One food you detest: I really, strongly dislike eggplant. It's a texture thing, I guess. I just don't get it. I think the color is amazing, but I just can't get past the sponge-like texture.
One food you can't live without: I love going out for sushi, love everything from the warm towel at the beginning of the meal to the sake, chopsticks and wasabi. Eating sushi is one of my favorite activities.
Biggest kitchen disaster: This actually happened fairly recently. It was a Friday, and I was helping the line during the lunch rush while making the night's special and trying to catch up on some office work -- you know, a typical day.
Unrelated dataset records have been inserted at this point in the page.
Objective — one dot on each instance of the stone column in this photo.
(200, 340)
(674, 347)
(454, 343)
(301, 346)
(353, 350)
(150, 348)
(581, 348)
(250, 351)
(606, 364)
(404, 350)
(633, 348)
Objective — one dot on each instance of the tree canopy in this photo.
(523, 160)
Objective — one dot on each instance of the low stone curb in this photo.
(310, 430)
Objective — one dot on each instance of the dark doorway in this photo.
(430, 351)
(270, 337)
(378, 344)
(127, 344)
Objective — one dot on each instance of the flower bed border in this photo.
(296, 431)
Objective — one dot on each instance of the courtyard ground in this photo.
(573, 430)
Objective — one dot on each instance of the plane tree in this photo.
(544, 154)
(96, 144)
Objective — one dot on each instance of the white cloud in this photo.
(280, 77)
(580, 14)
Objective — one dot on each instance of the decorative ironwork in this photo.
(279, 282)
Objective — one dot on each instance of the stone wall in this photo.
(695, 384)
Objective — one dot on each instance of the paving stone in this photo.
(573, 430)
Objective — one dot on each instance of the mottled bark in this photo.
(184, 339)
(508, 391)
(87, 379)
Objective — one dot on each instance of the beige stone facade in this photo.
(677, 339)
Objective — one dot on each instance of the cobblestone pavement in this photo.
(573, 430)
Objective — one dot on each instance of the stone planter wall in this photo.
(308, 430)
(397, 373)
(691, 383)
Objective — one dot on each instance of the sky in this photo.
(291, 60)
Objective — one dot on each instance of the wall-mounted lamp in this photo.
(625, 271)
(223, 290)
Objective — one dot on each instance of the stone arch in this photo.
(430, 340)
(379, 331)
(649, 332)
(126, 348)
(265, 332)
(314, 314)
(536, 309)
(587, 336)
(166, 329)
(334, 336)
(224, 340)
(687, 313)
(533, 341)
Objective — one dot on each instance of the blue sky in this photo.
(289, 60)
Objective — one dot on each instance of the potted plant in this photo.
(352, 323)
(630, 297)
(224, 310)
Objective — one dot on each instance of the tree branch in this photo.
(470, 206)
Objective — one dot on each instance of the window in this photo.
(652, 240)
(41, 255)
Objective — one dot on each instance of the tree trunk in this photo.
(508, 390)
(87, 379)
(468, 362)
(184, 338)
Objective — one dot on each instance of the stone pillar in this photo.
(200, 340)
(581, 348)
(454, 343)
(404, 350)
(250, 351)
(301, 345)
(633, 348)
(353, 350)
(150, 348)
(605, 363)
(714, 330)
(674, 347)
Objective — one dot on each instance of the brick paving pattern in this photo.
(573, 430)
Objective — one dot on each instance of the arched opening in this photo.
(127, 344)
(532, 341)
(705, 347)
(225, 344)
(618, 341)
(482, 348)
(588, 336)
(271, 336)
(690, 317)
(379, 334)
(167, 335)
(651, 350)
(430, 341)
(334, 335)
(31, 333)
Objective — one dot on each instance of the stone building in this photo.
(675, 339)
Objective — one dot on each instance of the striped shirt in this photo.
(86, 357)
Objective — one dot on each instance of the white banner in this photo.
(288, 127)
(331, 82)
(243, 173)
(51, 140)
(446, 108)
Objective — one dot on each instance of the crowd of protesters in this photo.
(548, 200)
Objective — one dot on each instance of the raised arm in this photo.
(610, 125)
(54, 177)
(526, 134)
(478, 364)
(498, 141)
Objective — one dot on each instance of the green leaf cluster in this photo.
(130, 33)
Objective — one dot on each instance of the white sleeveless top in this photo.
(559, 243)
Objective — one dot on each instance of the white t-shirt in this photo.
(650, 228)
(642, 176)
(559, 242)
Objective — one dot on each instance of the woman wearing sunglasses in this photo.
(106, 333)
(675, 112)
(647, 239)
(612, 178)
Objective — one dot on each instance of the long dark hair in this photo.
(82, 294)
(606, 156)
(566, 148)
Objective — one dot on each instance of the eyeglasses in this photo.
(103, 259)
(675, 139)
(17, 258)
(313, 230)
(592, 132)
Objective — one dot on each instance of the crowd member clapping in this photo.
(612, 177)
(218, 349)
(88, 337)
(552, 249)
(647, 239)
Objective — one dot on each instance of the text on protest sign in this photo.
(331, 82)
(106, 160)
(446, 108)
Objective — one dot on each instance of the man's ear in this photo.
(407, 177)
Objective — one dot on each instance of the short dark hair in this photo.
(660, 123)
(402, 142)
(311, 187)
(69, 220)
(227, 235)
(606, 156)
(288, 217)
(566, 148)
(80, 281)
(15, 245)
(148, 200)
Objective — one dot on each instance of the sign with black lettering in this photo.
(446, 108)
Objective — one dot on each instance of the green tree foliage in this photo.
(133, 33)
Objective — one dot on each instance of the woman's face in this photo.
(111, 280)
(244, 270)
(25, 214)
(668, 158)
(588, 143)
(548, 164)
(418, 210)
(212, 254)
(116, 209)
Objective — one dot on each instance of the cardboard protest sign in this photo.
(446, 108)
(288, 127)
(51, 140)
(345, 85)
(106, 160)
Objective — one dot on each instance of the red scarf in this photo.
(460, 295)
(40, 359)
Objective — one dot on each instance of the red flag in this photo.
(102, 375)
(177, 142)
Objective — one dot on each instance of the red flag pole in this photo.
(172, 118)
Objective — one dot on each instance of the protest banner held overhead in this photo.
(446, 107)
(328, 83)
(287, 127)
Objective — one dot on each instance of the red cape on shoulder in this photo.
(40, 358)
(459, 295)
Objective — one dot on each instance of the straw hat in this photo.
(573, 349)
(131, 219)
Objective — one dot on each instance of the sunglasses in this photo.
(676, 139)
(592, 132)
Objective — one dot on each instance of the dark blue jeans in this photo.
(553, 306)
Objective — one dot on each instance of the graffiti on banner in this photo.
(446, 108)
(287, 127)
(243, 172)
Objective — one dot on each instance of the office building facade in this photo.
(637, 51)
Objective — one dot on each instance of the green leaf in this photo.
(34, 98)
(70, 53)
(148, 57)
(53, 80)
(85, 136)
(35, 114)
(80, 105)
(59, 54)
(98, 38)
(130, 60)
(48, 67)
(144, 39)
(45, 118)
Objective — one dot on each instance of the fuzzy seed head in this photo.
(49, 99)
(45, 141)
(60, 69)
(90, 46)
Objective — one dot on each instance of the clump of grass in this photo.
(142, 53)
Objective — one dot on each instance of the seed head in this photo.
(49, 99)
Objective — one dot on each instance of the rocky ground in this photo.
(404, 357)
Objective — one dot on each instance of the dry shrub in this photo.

Amid all that madness, I tried to shuffle our twenty-gallon stockpot off the burner, but while taking off the lid with a kitchen spoon -- mistake number one -- I got a second-degree steam burn at the top of my hand and wrist. It was an ugly wound that took me out of the kitchen for four days. The upside was that I got the chance to catch up on some much-needed office work.
What you'd like to see more of in Denver/Boulder from a culinary standpoint: Late-night tapas bars that serve amazing wine and espresso and well-thought-out small plates.
What you'd like to see less of in Denver/Boulder from a culinary standpoint: I'd like to see more produce-driven menus. Some of the most amazing fruits and vegetables can be found in and around Denver and Boulder, and they need to be center stage as opposed to just a side dish. We're moving into a time where people are more health-conscious and more sustainably minded, and having meat-heavy menus is neither one of those things.